In September 1977, Pumerantz became the president of the new College of Osteopathic Medicine of the Pacific (COMP), located in a largely abandoned shopping mall in downtown Pomona. COMP's first class of 36 students was admitted in October 1978. The College later acquired the former JC Penney building in the mall for division into classrooms, offices and an anatomy lab.

=== Growth into WesternU ===
In 1982, 31 students graduated as Doctors of Osteopathic Medicine from COMP. In 1996, Pumerantz oversaw the restructuring of COMP into Western University of Health Sciences.

Under Pumerantz, the university grew to 3,900 students in nine different colleges with over 12,500 health sciences alumni. WesternU had also grown to more than 1,100 staff and faculty, making it the fourth-largest employer in the Pomona Valley.

Pumerantz distilled his philosophy into this concept: "The discipline of learning. The art of caring."

== Awards and honors ==
The Chronicle of Higher Education has named WesternU one of its "Great Colleges to Work For" each year since 2012, with the 2014-16 recognitions including addition to the Chronicle Honor Roll as an institution with five or more areas of employment excellence.
Pumerantz himself was the recipient of numerous awards, including the 1995 Distinguished Alumni Award from the University of Connecticut, the 1995 Dale Dodson Award for national leadership from the American Association of Colleges of Osteopathic Medicine, and the 2010 Distinguished Educator Award from the Boy Scouts of America.
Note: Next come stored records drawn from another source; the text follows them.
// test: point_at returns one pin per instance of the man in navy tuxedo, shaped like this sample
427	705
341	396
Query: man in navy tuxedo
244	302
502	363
In 2011, he was selected to receive the prestigious Ellis Island Medal of Honor, and in 2013 was given the Northwest Osteopathic Medical Foundation's Founders Award for Exceptional Accomplishment. He was listed in Who's Who in the East, Who's Who in the West, Who's Who in California, Who's Who in America, the Directory of International Biography, and in Outstanding Educators.

== Retirement ==
Pumerantz retired from WesternU in September 2015. He transitioned to President Emeritus of the university, where he continued to work part-time until his death in 2017.